La Plaza Bakery was highlighted as the first BZPMC certification for healthy additions to its menu, with DiTullio crediting the business for having all locations certified in the county. LeBarre credited The Cork & Plough and El Compa Grill with working toward their own certification.
“One of the goals of Blue Zones is to encourage restaurants to have one Blue Zone approved dish,” LeBarre said. “Generally, there’s always a vegetarian option, but with this they look at popular dishes and how you make that healthy.”
LeBarre explained he wanted residents to get involved in the city’s journey and learn how they can transform the well-being of those in Monterey County and King City.
“Together we can make our community a healthier, happier place to live, work and play,” he said.
Liz Bailey, aquatic aerobics instructor at King City Recreation Center, took the main stage in one of the first highlighted activities, during which she led a dynamic warm-up workout. She demonstrated multiple moves to get the blood flowing and also noted how people with limited mobility could modify the movements.
“Any movement is better than not doing anything at all,” Bailey said of the importance of moving. “It doesn’t have to be a drastic workout. Even getting up out of bed and going for a light walk if you’re a beginner.”
While Bailey showed off multiple moves as a warm-up for an active day, she explained any activity like moving around during a walk or while doing chores is better than sitting down for a prolonged period.
DiTullio went over the history of Blue Zones, with the Monterey County project having started in 2018 as Blue Zones Project Salinas, before sponsors and organizers realized there was a need an interest throughout the entire county.

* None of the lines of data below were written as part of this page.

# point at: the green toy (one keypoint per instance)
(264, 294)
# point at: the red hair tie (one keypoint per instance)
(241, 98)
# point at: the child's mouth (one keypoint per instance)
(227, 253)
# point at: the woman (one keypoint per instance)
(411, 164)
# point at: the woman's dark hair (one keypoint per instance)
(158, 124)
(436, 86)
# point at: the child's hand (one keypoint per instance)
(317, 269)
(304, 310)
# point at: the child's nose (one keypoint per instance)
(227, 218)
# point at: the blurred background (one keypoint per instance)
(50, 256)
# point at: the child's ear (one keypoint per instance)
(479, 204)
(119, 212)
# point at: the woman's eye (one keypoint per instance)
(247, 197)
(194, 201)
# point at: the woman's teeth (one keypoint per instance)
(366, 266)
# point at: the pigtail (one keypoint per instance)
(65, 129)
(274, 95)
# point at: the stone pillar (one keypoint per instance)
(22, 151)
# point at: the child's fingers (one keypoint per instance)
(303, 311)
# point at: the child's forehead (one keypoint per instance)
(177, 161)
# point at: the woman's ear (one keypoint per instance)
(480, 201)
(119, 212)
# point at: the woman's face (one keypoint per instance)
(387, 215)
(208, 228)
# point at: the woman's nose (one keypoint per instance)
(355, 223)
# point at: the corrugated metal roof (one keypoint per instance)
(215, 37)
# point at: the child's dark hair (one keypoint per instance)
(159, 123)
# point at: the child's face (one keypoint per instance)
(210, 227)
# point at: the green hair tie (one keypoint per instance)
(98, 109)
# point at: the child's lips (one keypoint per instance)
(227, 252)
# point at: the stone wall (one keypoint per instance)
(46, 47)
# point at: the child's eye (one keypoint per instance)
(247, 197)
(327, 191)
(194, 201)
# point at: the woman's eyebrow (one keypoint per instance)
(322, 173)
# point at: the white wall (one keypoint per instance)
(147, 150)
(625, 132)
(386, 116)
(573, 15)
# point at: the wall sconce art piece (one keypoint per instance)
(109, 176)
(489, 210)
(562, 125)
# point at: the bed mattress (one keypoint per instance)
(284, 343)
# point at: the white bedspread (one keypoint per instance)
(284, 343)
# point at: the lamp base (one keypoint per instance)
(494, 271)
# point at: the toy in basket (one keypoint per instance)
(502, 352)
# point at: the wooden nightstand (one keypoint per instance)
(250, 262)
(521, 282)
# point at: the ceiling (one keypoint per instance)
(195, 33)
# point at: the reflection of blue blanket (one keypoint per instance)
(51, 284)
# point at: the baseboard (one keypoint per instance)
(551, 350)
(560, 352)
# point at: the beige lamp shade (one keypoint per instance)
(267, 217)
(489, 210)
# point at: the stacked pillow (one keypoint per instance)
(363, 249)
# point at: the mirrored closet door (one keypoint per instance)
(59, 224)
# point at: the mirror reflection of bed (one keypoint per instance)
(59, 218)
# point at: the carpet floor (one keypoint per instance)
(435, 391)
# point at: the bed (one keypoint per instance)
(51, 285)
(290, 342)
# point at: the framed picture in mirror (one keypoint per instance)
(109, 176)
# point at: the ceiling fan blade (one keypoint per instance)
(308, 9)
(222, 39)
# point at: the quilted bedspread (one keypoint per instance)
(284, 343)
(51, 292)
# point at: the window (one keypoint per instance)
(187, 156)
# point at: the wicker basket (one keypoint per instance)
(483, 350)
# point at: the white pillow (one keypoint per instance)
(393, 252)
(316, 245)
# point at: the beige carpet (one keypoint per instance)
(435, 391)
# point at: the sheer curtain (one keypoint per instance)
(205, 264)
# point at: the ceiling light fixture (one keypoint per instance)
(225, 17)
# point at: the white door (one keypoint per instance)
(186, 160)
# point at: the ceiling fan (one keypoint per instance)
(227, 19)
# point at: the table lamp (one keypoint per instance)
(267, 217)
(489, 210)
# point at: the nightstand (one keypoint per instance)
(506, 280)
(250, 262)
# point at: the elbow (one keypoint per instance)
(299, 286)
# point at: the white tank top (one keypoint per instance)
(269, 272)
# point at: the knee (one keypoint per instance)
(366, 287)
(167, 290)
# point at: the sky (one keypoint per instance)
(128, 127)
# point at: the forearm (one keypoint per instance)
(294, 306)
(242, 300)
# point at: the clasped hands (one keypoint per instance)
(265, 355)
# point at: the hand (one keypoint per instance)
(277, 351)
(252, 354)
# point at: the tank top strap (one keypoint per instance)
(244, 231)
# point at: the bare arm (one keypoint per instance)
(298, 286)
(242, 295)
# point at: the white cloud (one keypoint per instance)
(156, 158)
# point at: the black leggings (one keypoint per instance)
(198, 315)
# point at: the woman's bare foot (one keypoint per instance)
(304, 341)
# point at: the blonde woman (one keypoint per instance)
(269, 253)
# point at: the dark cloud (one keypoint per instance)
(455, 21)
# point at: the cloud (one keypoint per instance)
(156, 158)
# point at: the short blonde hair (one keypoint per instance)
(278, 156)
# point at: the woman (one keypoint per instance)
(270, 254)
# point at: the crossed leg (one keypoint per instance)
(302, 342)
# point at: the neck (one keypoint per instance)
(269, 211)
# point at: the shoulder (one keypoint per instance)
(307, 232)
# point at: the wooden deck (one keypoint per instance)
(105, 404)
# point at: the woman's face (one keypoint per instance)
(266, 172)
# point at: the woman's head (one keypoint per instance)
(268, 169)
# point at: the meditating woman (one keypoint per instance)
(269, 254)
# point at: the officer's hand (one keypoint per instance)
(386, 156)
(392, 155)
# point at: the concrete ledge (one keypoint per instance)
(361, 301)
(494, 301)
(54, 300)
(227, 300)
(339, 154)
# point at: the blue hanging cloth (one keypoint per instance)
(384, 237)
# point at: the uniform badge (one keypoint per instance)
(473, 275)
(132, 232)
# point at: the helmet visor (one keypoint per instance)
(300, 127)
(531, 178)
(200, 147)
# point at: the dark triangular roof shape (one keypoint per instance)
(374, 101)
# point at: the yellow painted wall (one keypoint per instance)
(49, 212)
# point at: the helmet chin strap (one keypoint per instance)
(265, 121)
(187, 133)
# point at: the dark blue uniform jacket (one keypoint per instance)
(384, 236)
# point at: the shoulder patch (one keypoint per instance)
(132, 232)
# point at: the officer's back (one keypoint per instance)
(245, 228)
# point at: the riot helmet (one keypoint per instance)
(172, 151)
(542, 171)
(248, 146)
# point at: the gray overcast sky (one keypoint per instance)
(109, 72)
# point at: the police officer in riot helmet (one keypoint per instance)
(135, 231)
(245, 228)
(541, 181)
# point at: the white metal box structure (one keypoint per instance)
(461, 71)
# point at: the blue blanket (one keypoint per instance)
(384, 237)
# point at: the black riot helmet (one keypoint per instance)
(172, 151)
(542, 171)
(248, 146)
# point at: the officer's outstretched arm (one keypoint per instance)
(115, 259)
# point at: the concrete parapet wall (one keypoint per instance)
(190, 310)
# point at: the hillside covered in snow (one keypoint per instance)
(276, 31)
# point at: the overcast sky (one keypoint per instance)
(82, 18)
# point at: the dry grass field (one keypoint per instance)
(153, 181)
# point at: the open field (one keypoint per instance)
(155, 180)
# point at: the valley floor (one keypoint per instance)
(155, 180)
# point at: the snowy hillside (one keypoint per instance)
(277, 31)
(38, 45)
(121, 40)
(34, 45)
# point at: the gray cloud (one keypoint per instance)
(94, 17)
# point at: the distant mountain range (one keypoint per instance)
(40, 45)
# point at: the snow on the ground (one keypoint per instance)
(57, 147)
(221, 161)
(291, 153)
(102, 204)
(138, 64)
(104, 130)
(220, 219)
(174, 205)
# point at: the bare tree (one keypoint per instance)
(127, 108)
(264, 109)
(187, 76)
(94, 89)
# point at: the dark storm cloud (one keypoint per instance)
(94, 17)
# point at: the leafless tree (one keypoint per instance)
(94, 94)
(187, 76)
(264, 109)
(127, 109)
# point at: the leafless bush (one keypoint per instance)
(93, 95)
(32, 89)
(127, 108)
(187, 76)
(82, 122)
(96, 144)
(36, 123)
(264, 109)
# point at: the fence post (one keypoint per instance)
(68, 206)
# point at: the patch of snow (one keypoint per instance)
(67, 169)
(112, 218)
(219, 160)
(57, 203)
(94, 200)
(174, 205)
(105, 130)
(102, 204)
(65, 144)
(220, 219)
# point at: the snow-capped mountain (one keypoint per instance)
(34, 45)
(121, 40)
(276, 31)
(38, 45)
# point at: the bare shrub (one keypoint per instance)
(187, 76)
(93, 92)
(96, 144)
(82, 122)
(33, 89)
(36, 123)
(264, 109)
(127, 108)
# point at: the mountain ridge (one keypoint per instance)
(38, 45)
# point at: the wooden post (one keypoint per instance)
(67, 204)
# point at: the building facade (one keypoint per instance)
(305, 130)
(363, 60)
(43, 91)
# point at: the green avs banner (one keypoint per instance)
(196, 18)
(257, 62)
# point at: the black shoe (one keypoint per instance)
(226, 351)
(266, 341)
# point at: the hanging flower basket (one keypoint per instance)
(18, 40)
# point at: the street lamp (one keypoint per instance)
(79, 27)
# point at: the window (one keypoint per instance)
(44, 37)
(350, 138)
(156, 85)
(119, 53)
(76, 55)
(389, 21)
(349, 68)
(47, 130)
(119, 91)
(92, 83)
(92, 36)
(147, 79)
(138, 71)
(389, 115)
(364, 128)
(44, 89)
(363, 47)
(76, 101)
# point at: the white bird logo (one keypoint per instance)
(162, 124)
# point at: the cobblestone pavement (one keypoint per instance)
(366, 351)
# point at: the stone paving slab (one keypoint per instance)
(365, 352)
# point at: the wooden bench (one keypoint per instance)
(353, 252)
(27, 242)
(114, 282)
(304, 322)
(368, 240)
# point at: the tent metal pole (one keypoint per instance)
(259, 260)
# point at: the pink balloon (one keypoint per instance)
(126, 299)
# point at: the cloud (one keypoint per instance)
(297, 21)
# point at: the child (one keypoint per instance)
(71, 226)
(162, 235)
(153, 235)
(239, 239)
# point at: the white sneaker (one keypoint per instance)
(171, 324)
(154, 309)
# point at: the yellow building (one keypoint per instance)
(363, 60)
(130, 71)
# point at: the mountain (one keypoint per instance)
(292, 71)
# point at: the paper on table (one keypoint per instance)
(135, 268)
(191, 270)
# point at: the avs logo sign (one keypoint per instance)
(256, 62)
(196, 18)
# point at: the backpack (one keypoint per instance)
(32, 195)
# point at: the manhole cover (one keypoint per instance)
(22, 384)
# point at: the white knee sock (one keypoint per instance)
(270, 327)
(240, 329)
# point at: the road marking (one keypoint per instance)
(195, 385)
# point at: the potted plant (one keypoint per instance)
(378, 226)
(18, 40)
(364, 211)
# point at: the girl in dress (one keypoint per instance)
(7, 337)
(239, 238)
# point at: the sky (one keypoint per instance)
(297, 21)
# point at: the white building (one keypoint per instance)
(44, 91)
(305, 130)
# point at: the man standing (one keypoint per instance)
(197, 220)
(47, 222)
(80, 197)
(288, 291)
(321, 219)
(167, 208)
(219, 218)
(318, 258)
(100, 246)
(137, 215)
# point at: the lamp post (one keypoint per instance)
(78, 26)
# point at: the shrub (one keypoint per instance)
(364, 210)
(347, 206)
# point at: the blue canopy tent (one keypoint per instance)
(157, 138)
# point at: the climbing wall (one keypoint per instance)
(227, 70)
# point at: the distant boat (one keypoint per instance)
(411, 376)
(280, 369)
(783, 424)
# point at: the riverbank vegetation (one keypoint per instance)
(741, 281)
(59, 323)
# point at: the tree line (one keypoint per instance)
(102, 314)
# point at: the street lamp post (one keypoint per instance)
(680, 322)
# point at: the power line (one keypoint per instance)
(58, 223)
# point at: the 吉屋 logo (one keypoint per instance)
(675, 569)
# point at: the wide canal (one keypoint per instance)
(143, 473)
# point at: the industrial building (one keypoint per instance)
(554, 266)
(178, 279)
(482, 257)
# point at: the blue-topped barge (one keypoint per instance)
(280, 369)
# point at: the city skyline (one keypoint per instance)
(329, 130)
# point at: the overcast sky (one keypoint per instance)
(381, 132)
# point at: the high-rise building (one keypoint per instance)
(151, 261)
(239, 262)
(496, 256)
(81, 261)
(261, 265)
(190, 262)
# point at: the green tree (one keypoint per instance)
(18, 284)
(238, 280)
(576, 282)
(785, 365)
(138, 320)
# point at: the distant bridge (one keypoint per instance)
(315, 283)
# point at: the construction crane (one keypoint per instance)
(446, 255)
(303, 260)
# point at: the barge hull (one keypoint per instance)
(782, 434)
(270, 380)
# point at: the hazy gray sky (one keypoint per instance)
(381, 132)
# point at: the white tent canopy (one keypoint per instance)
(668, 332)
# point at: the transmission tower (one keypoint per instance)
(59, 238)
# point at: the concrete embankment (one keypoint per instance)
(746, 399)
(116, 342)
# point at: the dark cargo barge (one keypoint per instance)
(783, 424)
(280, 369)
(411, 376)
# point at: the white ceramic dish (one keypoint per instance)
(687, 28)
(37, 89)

The project expanded to the peninsula and then countywide in 2021, and this month marks the official beginning of the project in both King City and Gonzales.
The overall project was sparked in 2005 by National Geographic explorer Dan Buettner, when he published findings that certain areas extended and improved the lives of the communities through healthy practices and mindsets.
A large public event was a necessary step as a kickoff to demonstrate to residents what was in mind with a changed community, DiTullio explained.
The community-wide kickoff for Gonzales took place Aug. 28 at Central Park.